India-Pakistan trade machine gun fire across Kashmir border

The firing has caused tens of thousands of frontier village residents to flee their homes

A man with his belongings on a tractor cart moves to a safer place at Jagowal village near Jammu on Thursday. India warned Pakistan it would pay an “unaffordable price” if it persisted with shelling and machine-gun fire across a heavily populated border area in the lowlands of Kashmir. Photograph: Mukesh Gupta/Reuters

A man with his belongings on a tractor cart moves to a safer place at Jagowal village near Jammu on Thursday. India warned Pakistan it would pay an “unaffordable price” if it persisted with shelling and machine-gun fire across a heavily populated border area in the lowlands of Kashmir. Photograph: Mukesh Gupta/Reuters

 

Nuclear rivals India and Pakistan continued to exchange mortar and small arms fire yesterday along their northern disputed Jammu and Kashmir border, in clashes that have killed 17 civilians and injured scores to date.

The firing, which began nearly a week ago along a 200km border stretch and is the worst such exchange in a decade, caused tens of thousands of frontier village residents on either side flee their homes.

Each country blames the other for the aggression and it is difficult to independently verify their conflicting claims as military personnel control the region and all access is under their strict supervision.

Divided between India and Pakistan but claimed by both, Kashmir is also the province over which the neighbours have fought two of their three wars since independence in 1947.

They also engaged in an 11-week long military skirmish in 1999 in which 1,200 soldiers died and one that threatened to escalate into a nuclear exchange before the US brokered a fractious peace.

“If Pakistan persists with this adventurism, then our forces will continue to fight,” India’s defence minister Arun Jaitley said in New Delhi yesterday. “The cost of this adventurism will be unaffordable” he ominously warned Pakistan.

Mr Jaitley also ruled out initiating talks to end the mortar and heavy machine gun fire that is devastating border posts and villages. “How can we have talks when firing is on?” he asked.

Pakistan responded by accusing Indian troops of killing 10 Pakistani villagers in repeated “unprovoked firing” along the border . “Pakistani troops are befittingly responding to Indian violations,” an official statement in Islamabad said.

A complex arrangement divides the Jammu and Kashmir border, one of the world’s most militarized, between the two sides.

It includes a 198km long international boundary – which Pakistan calls a working boundary – and a 745km long disputed “line of control” or de facto border, mostly in the Himalayas, that came into being after the third war in 1971.

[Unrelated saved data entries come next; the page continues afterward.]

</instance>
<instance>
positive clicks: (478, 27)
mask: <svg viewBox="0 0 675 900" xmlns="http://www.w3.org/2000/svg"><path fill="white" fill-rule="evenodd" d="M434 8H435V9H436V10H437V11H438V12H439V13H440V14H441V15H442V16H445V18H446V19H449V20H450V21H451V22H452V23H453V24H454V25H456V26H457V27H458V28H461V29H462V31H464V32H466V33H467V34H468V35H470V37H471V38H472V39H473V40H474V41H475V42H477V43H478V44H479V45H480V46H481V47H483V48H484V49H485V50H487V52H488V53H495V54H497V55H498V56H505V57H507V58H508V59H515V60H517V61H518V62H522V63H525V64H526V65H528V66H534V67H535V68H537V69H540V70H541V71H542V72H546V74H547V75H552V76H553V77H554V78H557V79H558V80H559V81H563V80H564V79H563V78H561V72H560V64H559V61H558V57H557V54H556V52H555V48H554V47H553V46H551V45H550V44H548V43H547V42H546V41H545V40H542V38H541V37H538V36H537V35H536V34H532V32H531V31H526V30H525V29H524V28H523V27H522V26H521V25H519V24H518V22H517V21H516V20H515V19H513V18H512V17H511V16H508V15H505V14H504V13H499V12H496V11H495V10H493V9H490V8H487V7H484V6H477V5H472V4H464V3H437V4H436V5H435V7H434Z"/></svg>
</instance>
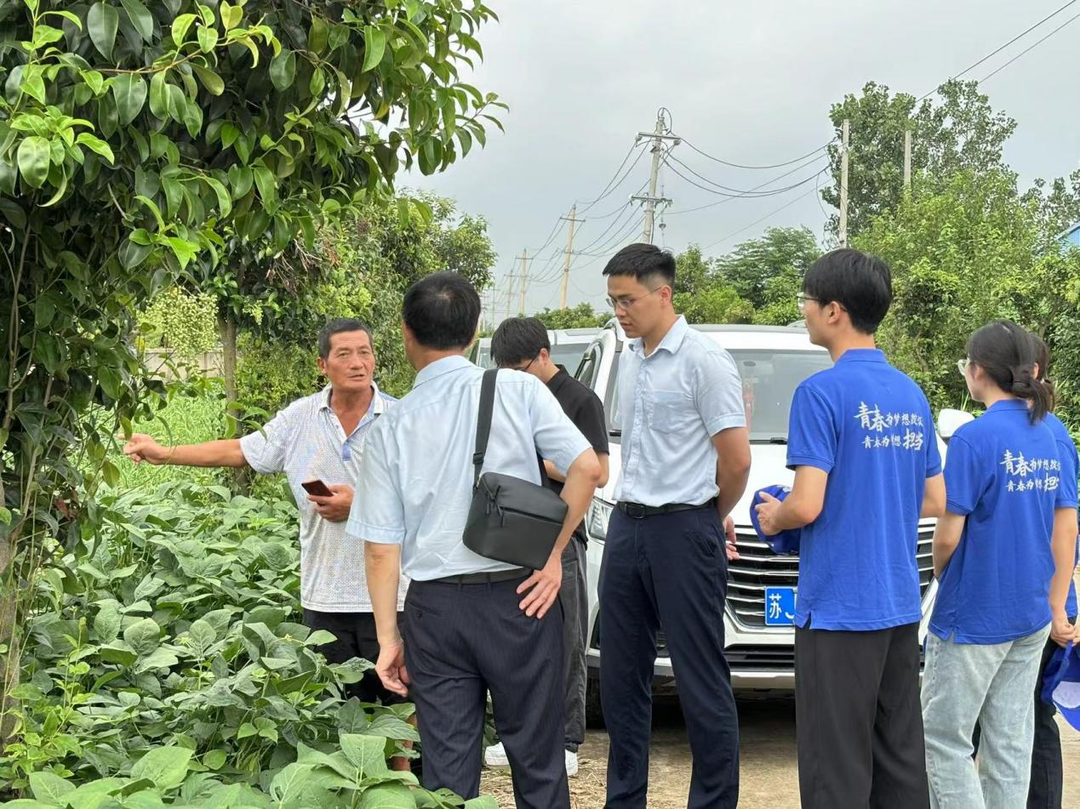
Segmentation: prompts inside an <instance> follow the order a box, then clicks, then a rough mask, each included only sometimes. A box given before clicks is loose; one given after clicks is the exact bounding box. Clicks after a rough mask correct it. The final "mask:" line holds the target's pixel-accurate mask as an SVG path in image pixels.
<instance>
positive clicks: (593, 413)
mask: <svg viewBox="0 0 1080 809" xmlns="http://www.w3.org/2000/svg"><path fill="white" fill-rule="evenodd" d="M557 367H558V373H557V374H555V376H553V377H552V378H551V379H549V380H548V390H550V391H551V392H552V394H553V395H554V396H555V401H556V402H558V406H559V407H562V408H563V413H565V414H566V415H567V417H568V418H569V419H570V421H572V422H573V426H575V427H577V428H578V429H579V430H581V434H582V435H584V436H585V440H586V441H588V442H589V443H590V444H592V446H593V449H594V450H595V451H596V454H597V455H608V454H609V450H610V446H609V445H608V428H607V417H606V416H605V415H604V403H603V402H600V399H599V396H597V395H596V394H595V393H593V391H592V390H591V389H589V388H586V387H585V386H584V385H582V383H581V382H579V381H578V380H577V379H575V378H573V377H572V376H570V375H569V374H567V373H566V368H564V367H563V366H562V365H559V366H557ZM545 484H546V486H548V487H549V488H550V489H551V490H552V491H554V493H555V494H562V491H563V484H562V482H561V481H553V480H551V478H550V477H549V478H548V480H546V481H545ZM573 536H575V537H577V538H578V539H580V540H581V541H582V542H584V541H586V538H585V530H584V526H583V524H582V525H579V526H578V529H577V530H576V531H575V534H573Z"/></svg>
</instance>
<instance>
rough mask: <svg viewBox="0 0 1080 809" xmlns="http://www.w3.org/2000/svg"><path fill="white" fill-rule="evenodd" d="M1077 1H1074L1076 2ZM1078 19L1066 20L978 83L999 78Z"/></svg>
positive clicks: (1013, 56) (1079, 16)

Most of the tit-for-tat firing is along the former border stretch that falls in the Jammu lowlands.

This is the first major flare-up with Pakistan that India’s newly elected Prime Minister Narendra Modi is facing and officials say he has promised Islamabad a “becoming response”.

The firefight comes shortly after India cancelled peace talks with Pakistan in August following a meeting between its envoy and Kashmiri separatist leaders in Delhi.

It also follows Pakistan prime minister Nawaz Sharif’s address to the UN general assembly in New York last month in which he reiterated Islamabad’s demand for UN intervention in resolving the Kashmir dispute.

India strongly opposes such a move, claiming Kashmir to be a bilateral dispute that needs settling jointly without UN involvement.

India also accuses Pakistan of supporting the Muslim insurgency for an independent Kashmir that has been raging since 1989, claiming over 65,000 lives. Pakistan denies arming this campaign, saying it provides the Islamists only diplomatic and political support in the face of human rights abuses by India’s security forces.